林大娘看他跟小媳婦似的,過去拉他的手,安慰他︰「你最听話了。」

小將軍在旁邊又不解了︰「不是邁峻,爹爹的小將軍最听話嗎?」

怎麼改成是爹爹這個大將軍最听話了?

林大娘眼都不帶眨地哄他,「白天是你最听話,晚上是你爹听話,你讓著你爹點,啊,乖了啊。」

小將軍點頭︰「好的。」

隨即一想,樂了,「如此還是邁峻最听話。」

看看,他都還讓著爹爹。

「哥哥棒!」小花在旁邊伸手小手,拍了兩掌,眼楮亮亮的。

這可把盤哥兒看得眼饞得搓了下手,朝師娘討好地道︰「師娘,給我抱一個吧?」

師娘失笑,把花抱起給了他。

「姑爹棒棒。」小花一入糙漢姑爹的懷里,鼓勵他,並送上了小香吻一枚。

盤哥兒剎那熱淚盈眶,扭過頭跟梓兒娘子道︰「婆娘,我也想要個這樣的小娘子!」

刀梓兒笑著點了點頭。

這小半年最好的消息不是她能走路了,而是閔遙哥說她再養養,他幫著再調調,她就能懷孩子了。

刀梓兒以前沒想過她這輩子會有孩子之事,如同她未曾想過,她這輩子還能嫁人,但人她已嫁了,再有個孩子,她以前未曾想過的奢侈之事她都已得到,算一算,也真是無心插柳柳成蔭。

她倒是想要個孩子,看著嫂子帶著的這兩個佷兒佷女,她也想要一個,不多,一個就夠了,她和盤哥兒兩個好好帶著就行了。

盤哥兒見她點頭,傻笑了起來,刻意放柔了一聲音跟小花兒道︰「花花以後就是小姐姐了,小姐姐帶小妹妹玩,好不好?」

小花點頭,「好,小花帶小妹妹,帶著疊娘親最好看的花裙子。」

如果是妹妹,她會舍得把娘親最好看的花裙子讓出來給妹妹疊的。

林大娘一听,乍舌不已。

敢情她的寶貝兒小女兒嫌給她當苦力不夠,還要拐一個小苦力來給她干活啊?

天嚕,也太會持家了。

**

這頭皇帝在休朝前的最後一堂朝會,重點表揚了一下國學堂這一年為國所做的貢獻,林大娘夾雜在一堆人中也被提起了。

她丈夫刀大將軍在下面站著听皇帝念叨,一直是神色不動的樣了了,只有听到她的名字的時候,眉眼才動了動。

皇帝這次還召見了國學堂名列其矛的學子,太子身在其中,被皇帝問及功課時說得條條是道,眾大臣也都听入了神。

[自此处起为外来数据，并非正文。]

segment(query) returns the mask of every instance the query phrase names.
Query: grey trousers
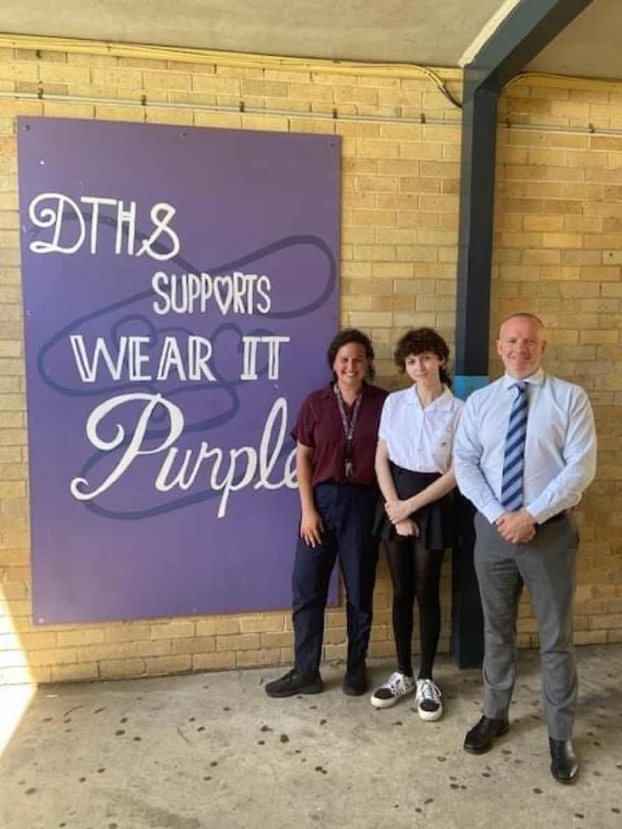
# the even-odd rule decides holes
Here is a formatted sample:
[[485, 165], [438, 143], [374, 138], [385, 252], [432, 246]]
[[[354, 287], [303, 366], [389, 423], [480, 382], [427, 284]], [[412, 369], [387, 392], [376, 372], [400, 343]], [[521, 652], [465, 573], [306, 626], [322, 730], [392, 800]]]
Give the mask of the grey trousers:
[[481, 513], [475, 516], [475, 572], [484, 625], [483, 712], [503, 719], [514, 687], [516, 619], [527, 585], [540, 635], [544, 709], [549, 736], [572, 736], [577, 697], [572, 603], [579, 542], [576, 523], [561, 516], [537, 528], [528, 544], [510, 544]]

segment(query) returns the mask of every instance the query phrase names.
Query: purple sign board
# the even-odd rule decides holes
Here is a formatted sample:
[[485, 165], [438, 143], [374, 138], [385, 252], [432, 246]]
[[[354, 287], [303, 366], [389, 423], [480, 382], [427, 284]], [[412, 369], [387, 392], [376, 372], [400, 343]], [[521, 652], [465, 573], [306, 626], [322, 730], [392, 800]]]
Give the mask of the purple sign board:
[[37, 623], [289, 606], [338, 140], [18, 119]]

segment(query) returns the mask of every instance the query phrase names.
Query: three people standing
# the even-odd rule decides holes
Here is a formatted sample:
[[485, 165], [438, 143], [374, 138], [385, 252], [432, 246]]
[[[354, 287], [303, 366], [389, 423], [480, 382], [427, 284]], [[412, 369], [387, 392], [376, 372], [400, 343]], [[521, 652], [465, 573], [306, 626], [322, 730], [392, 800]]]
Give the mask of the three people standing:
[[[347, 592], [343, 691], [366, 690], [377, 434], [375, 471], [383, 501], [375, 531], [386, 541], [393, 583], [397, 671], [375, 691], [372, 704], [385, 708], [416, 691], [423, 720], [441, 715], [432, 670], [442, 554], [453, 529], [449, 497], [457, 480], [477, 509], [474, 563], [484, 618], [483, 711], [464, 749], [488, 751], [508, 730], [516, 621], [526, 584], [540, 636], [551, 771], [561, 783], [576, 779], [572, 611], [579, 536], [571, 511], [594, 478], [596, 439], [586, 392], [543, 372], [546, 347], [537, 317], [506, 319], [497, 340], [505, 375], [474, 392], [463, 410], [449, 388], [447, 345], [432, 329], [409, 331], [399, 341], [396, 362], [413, 385], [386, 400], [381, 390], [365, 382], [373, 359], [367, 337], [352, 329], [335, 338], [328, 351], [335, 382], [305, 400], [293, 432], [302, 507], [294, 572], [296, 664], [266, 686], [270, 696], [323, 690], [323, 613], [338, 555]], [[411, 657], [415, 597], [421, 644], [416, 680]]]

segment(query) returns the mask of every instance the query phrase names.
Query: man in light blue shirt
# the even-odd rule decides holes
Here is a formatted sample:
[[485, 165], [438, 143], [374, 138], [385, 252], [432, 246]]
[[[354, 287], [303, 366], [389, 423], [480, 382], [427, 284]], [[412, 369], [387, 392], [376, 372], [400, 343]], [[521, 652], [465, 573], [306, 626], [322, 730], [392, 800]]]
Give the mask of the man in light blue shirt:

太子比以前大氣太多了,如果說以後他只是個當了太子的皇子,那現在,他就真的像個能當皇帝的太子樣了。

這區別大了去了,很多皇帝的心月復忠帝黨因此也多看了這個太子一眼,心里尋思著這位太子能否走到最後,繼承皇上大統的可能性。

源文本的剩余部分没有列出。